Ali Jackson, a dating and relationship coach located in New York, employs ChatGPT for certain tasks – but she is not an evangelist. In the past six months or so, she states “every one” of her clients has come her expressing concern about “chatfishing” or people who use AI to generate everything on their dating apps – all the way down to the DMs they send. I inquired Jackson if my rule against ChatGPT chumps was too harsh. She said no, proceed and evaluate, though it might reduce my dating pool – about 10% of the adult population now uses the tech.

“Ask yourself if your preference is truly serving your long-term goals,” Jackson said. “In your case, I would assume that’s one of your values, and it’s essential to find someone whose beliefs are in sync with yours.”

More People Voicing ChatGPT Concerns.

Other people experience the AI ick, and not just when it comes to dating. Ana Pereira, 26, lives in Brooklyn and does sound for multiple live music venues across the city. She fantasizes about accessing her phone settings and deactivating AI features on all her apps, though tech platforms from Google to Spotify make it almost impossible to opt out. Pereira thinks that using ChatGPT “demonstrates such a laziness”.

“It’s like you are unable to think for yourself, and you have to depend on an app for that,” she said.

A recent acquaintance’s breakup was especially ugly.

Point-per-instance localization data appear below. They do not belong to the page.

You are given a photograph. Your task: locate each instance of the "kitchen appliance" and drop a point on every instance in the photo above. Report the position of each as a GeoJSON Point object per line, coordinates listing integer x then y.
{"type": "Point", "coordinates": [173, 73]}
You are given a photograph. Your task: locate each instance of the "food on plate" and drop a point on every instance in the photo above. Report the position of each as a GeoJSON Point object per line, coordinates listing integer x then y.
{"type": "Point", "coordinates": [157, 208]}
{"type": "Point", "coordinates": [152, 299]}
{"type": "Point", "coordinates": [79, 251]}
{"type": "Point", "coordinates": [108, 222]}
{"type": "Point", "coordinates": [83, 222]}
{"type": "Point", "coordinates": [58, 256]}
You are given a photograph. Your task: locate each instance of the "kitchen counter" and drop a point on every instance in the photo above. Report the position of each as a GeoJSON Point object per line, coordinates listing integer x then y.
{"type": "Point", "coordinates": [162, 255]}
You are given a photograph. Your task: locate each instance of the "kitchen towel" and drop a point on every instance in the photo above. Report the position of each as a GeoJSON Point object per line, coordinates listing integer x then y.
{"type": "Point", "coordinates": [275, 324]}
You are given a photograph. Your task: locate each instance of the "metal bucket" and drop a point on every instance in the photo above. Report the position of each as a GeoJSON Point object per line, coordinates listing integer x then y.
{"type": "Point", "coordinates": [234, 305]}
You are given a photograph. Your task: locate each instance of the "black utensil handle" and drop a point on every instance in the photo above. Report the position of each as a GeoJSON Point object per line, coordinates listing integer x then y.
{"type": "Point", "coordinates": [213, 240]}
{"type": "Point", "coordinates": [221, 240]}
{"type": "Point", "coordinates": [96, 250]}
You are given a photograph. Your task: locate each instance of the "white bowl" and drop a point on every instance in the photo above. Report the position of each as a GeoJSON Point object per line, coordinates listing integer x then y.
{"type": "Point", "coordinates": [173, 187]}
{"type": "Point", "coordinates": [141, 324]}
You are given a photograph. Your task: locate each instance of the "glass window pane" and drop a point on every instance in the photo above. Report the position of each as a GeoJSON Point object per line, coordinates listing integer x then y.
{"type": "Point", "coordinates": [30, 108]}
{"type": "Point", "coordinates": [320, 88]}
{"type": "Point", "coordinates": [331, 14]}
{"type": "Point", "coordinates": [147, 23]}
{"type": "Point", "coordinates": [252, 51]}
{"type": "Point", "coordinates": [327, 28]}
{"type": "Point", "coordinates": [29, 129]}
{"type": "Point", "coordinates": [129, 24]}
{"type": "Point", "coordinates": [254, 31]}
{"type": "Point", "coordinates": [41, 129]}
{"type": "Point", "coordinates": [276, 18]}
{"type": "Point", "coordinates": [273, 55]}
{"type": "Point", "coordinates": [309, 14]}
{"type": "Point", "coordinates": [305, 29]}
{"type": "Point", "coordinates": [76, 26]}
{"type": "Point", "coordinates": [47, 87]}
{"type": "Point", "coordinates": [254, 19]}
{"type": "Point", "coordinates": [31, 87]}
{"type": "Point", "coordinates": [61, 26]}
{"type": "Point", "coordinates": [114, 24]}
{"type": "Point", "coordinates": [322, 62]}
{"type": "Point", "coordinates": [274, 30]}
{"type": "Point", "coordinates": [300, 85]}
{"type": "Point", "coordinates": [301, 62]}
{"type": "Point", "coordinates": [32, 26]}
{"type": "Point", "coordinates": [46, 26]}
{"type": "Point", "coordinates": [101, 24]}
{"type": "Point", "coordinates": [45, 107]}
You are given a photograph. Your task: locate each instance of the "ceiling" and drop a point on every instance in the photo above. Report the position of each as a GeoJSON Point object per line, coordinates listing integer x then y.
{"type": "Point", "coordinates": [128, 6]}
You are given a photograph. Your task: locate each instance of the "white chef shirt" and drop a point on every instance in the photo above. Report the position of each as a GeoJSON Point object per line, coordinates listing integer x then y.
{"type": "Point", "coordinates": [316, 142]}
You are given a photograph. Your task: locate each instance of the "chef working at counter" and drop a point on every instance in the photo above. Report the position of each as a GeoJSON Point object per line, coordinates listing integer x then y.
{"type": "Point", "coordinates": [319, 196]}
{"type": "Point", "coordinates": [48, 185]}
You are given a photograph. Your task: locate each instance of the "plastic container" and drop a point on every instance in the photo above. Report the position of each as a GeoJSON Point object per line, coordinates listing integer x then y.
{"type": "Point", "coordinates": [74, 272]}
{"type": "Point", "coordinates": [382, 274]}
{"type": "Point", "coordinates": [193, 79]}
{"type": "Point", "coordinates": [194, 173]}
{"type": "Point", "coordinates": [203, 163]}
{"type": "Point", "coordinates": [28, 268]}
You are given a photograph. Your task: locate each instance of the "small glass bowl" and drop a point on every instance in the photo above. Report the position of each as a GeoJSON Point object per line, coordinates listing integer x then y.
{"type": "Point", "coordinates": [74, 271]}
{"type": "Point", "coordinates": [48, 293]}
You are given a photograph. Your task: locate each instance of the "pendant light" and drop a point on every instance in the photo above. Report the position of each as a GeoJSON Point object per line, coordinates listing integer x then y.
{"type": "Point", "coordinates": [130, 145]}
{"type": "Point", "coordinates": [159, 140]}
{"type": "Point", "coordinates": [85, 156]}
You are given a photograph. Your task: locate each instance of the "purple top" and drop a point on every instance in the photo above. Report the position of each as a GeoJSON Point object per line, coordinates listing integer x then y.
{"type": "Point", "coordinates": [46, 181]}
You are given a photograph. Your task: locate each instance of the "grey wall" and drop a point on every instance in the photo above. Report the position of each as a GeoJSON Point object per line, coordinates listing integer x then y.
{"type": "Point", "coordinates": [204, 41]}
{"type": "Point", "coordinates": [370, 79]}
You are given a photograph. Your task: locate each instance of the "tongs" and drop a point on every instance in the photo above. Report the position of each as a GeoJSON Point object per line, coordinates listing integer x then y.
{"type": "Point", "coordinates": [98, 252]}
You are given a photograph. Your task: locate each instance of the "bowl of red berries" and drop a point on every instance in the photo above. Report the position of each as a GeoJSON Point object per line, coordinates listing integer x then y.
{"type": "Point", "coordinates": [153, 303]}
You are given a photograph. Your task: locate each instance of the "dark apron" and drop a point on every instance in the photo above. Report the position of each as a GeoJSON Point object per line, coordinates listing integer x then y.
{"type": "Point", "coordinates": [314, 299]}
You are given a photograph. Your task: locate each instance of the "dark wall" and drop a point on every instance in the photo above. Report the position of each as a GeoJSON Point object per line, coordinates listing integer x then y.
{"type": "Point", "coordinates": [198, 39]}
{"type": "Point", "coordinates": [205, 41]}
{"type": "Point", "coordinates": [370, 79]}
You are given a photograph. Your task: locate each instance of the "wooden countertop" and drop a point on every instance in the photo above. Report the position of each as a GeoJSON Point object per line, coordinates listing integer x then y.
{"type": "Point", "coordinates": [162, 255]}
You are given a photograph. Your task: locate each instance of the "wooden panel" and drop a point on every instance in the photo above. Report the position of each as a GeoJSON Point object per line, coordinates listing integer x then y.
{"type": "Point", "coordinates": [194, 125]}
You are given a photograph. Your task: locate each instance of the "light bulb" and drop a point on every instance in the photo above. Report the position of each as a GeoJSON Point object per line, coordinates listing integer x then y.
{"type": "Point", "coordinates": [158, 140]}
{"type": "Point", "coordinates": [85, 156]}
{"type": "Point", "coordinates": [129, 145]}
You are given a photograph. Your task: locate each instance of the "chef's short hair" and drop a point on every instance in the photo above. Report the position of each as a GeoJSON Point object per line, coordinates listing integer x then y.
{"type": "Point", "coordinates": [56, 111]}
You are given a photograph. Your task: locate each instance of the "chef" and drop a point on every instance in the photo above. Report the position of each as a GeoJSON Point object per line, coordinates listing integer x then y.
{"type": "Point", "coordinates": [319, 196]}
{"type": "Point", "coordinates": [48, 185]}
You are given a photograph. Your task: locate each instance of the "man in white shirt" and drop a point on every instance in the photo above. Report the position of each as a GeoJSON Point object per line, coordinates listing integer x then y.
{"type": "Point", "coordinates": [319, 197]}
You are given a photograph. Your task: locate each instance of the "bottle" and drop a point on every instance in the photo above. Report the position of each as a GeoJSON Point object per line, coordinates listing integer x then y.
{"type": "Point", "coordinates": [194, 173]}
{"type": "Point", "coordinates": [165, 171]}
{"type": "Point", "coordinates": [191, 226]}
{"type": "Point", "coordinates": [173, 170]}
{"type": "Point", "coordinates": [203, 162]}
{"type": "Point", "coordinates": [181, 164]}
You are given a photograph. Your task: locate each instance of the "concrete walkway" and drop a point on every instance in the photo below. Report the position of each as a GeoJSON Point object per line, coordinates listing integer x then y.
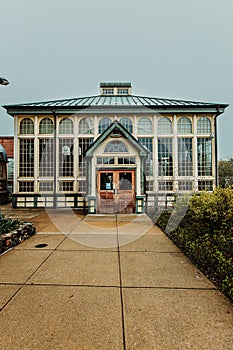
{"type": "Point", "coordinates": [107, 282]}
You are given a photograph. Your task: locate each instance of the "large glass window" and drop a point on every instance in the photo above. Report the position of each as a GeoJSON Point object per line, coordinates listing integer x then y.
{"type": "Point", "coordinates": [66, 126]}
{"type": "Point", "coordinates": [46, 157]}
{"type": "Point", "coordinates": [115, 147]}
{"type": "Point", "coordinates": [26, 158]}
{"type": "Point", "coordinates": [184, 126]}
{"type": "Point", "coordinates": [104, 123]}
{"type": "Point", "coordinates": [148, 143]}
{"type": "Point", "coordinates": [127, 123]}
{"type": "Point", "coordinates": [204, 147]}
{"type": "Point", "coordinates": [26, 186]}
{"type": "Point", "coordinates": [85, 126]}
{"type": "Point", "coordinates": [165, 159]}
{"type": "Point", "coordinates": [203, 125]}
{"type": "Point", "coordinates": [185, 157]}
{"type": "Point", "coordinates": [26, 126]}
{"type": "Point", "coordinates": [145, 126]}
{"type": "Point", "coordinates": [46, 126]}
{"type": "Point", "coordinates": [66, 159]}
{"type": "Point", "coordinates": [164, 126]}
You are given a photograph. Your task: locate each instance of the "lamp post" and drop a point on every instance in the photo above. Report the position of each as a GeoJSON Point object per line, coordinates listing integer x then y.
{"type": "Point", "coordinates": [4, 81]}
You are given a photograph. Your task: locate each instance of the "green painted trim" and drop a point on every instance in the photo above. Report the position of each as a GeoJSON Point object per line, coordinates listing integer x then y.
{"type": "Point", "coordinates": [142, 151]}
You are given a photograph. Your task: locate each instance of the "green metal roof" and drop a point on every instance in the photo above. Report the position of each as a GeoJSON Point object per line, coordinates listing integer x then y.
{"type": "Point", "coordinates": [118, 100]}
{"type": "Point", "coordinates": [114, 84]}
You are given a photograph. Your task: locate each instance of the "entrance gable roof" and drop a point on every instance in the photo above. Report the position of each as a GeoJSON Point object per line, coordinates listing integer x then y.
{"type": "Point", "coordinates": [141, 149]}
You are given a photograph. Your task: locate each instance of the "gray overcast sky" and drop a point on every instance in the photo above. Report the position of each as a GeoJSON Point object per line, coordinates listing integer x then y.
{"type": "Point", "coordinates": [52, 49]}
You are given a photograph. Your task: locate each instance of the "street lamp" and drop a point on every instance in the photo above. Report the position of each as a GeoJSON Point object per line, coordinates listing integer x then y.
{"type": "Point", "coordinates": [4, 81]}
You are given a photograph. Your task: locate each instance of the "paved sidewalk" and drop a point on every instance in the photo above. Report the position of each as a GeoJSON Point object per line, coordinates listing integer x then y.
{"type": "Point", "coordinates": [107, 282]}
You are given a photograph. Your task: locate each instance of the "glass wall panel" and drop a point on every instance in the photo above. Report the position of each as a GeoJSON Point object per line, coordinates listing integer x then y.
{"type": "Point", "coordinates": [185, 157]}
{"type": "Point", "coordinates": [165, 157]}
{"type": "Point", "coordinates": [204, 149]}
{"type": "Point", "coordinates": [26, 158]}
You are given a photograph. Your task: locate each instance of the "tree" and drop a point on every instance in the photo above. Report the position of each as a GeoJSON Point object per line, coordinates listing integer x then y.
{"type": "Point", "coordinates": [225, 173]}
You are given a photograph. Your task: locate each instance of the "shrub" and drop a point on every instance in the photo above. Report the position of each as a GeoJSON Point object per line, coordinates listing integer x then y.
{"type": "Point", "coordinates": [205, 234]}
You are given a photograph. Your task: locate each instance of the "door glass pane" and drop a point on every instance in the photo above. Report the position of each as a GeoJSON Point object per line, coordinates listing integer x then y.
{"type": "Point", "coordinates": [106, 181]}
{"type": "Point", "coordinates": [125, 181]}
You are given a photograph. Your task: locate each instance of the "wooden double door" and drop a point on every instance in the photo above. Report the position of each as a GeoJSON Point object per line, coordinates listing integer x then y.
{"type": "Point", "coordinates": [116, 191]}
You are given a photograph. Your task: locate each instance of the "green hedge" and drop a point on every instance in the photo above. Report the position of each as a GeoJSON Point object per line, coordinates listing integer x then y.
{"type": "Point", "coordinates": [205, 234]}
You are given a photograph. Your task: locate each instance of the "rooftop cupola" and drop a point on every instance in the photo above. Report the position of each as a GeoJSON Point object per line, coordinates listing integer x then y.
{"type": "Point", "coordinates": [115, 88]}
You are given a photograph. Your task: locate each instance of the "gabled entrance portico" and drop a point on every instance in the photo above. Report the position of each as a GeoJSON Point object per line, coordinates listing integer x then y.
{"type": "Point", "coordinates": [115, 176]}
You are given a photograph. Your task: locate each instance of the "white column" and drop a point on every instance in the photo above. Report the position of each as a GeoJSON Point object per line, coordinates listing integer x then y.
{"type": "Point", "coordinates": [175, 154]}
{"type": "Point", "coordinates": [195, 157]}
{"type": "Point", "coordinates": [36, 154]}
{"type": "Point", "coordinates": [155, 155]}
{"type": "Point", "coordinates": [16, 153]}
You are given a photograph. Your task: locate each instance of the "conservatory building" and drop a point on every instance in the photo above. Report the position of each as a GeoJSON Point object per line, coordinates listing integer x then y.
{"type": "Point", "coordinates": [113, 152]}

She sided with one of them after learning the other went to ChatGPT, a notoriously awful therapy substitute, not their partner, when they needed to talk about their feelings. “It’s like they didn’t want to sit through any difficult human feelings,” she said. “They just wanted to deal with something and move on, which is not how things work.”

Eventually, I found not manage it on my own. I had become too reliant on AI for even routine tasks.

Richard Barnes, who is 31 and is a marine biologist and restaurant server in Hawaii, is likewise skeptical. “I don’t know if I would think otherwise about someone who uses ChatGPT, but I would be like, ‘come on,’” he said. “You shouldn’t have to depend on it to make a grocery list. Your life is probably not that hard. We can make the list together.”

Well-Known Figures and Tech Insiders Voicing Concerns.

When director Guillermo del Toro said he would “prefer death” than use generative AI, it made headlines. Ditto for, SZA’s Instagram stories rant against the tech cautioning about “environmental racism” and expressing fear over users who are “codependent on a machine”. Ditto still for when Simu Liu, Alison Roman, Céline Dion, Emily Blunt, and others issued statements that are skeptical of AI in their respective industries. I believe these quotes go viral for a reason: people sympathize with them.

This attitude exists even among those in the tech sector. Last month, Pinterest introduced a filter that lets users turn off AI content. Meta lets users mute, but not entirely deactivate, similar content on Instagram. Reports suggested that “cursor resistance” is on the rise, as some Silicon Valley professionals refuse to use AI to write their code.

{Luciano Noijeen, a lead software engineer working in Greece and the Netherlands, told me that he eagerly used AI in the past to write or enhance his coding.|According to Luciano Noijeen, a {lead|

Tina Small
Tina Small

A geospatial analyst and cartography enthusiast with over a decade of experience in digital mapping and GIS applications.